Republicans like Donald. They think he’s clever. They think he’s a boss. Republicans, including Donald, like the people he’s appointed. There is no real opposition to Donald Trump, except in the details.

This is not a cunning plan. This is just Republicans being Republicans, doing Republican things.

Which actually pushes into internal issues with members of his own administration if it’s just more money for the military. Mattis and McMaster came from a maneuver background and achieved flag rank in an era when stability operations (especially counter-insurgency) were at the forefront. In one of the almost obligatory public letters from generals and admirals at this point they referenced Mattis commenting when he was CENTCOM Commander.
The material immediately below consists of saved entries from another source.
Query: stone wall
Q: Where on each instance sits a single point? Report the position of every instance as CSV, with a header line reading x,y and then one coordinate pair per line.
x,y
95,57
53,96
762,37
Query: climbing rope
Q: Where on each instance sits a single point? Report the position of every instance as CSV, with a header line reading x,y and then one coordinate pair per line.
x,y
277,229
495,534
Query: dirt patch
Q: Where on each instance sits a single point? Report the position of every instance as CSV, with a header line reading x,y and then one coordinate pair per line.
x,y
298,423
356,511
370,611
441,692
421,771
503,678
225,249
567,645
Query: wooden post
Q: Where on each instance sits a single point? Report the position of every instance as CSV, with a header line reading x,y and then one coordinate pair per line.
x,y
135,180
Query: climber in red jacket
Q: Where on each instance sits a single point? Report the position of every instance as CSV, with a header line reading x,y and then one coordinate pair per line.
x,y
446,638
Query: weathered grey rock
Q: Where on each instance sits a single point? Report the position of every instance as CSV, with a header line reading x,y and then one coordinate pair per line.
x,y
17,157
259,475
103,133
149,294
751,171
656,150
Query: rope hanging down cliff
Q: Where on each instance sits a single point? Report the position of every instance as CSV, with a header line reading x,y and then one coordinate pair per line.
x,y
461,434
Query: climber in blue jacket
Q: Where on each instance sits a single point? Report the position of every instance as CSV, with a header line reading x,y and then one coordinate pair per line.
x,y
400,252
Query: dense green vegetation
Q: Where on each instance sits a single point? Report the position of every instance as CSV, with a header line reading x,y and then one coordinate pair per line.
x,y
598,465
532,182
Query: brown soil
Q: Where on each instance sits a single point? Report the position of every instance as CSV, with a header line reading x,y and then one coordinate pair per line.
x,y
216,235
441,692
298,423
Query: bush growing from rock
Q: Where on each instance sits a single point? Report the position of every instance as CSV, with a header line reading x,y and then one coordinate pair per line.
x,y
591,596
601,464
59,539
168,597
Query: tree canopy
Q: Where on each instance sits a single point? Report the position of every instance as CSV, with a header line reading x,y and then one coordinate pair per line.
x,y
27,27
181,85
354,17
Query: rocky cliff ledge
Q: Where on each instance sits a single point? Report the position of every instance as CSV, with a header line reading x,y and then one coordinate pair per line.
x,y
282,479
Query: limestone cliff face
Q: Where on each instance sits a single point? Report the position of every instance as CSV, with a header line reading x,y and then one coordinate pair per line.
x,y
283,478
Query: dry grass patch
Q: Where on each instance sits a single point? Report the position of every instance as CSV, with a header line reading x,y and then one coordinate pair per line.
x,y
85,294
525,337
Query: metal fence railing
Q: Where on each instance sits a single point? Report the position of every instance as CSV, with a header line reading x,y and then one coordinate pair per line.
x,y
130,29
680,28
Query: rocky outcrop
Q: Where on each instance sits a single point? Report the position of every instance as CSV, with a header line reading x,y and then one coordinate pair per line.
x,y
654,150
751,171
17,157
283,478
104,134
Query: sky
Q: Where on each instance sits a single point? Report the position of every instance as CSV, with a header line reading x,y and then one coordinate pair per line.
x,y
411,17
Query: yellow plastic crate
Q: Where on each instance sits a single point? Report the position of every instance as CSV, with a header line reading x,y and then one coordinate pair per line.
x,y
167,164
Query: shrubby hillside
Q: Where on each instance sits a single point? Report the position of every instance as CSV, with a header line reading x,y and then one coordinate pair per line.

Graham and McCain (they both sit on both Intell and Armed Services committees although McCain is an ex-oficio/non-voting member on Intelligence) don’t seem likely to be bought off with mere DOD budget increases when they were among those that disagreed with the travel ban EO on foreign policy grounds. They were thinking in terms beyond just spending to give CENTCOM and AFRICOM more stuff for ongoing, kinetic, counter-terror campaigns.

McCain has gone as far as joining Schumer to propose legislation that would have required Congressional approval to lift Russian sanctions. It never went anywhere but it does highlight the friction point on foreign policy if things continue on the current path. It may also highlight the stupidity of attacking a very senior Senator for being a POW. :smiley:

Yes, that’s how I see it. “Let’s make everyone hate us” isn’t just a bad plan, it’s an unnecessary one. The fact that these things the conspiracy is allegedly designed to distract us from are the US’s political noise floor and not secret at all doesn’t seem to faze my conspiracy-minded friend.

(Before the election, he also claimed that Trump was an anti-ringer designed to push primary voters towards Jeb Bush. I haven’t asked if the same people were behind both conspiracies.)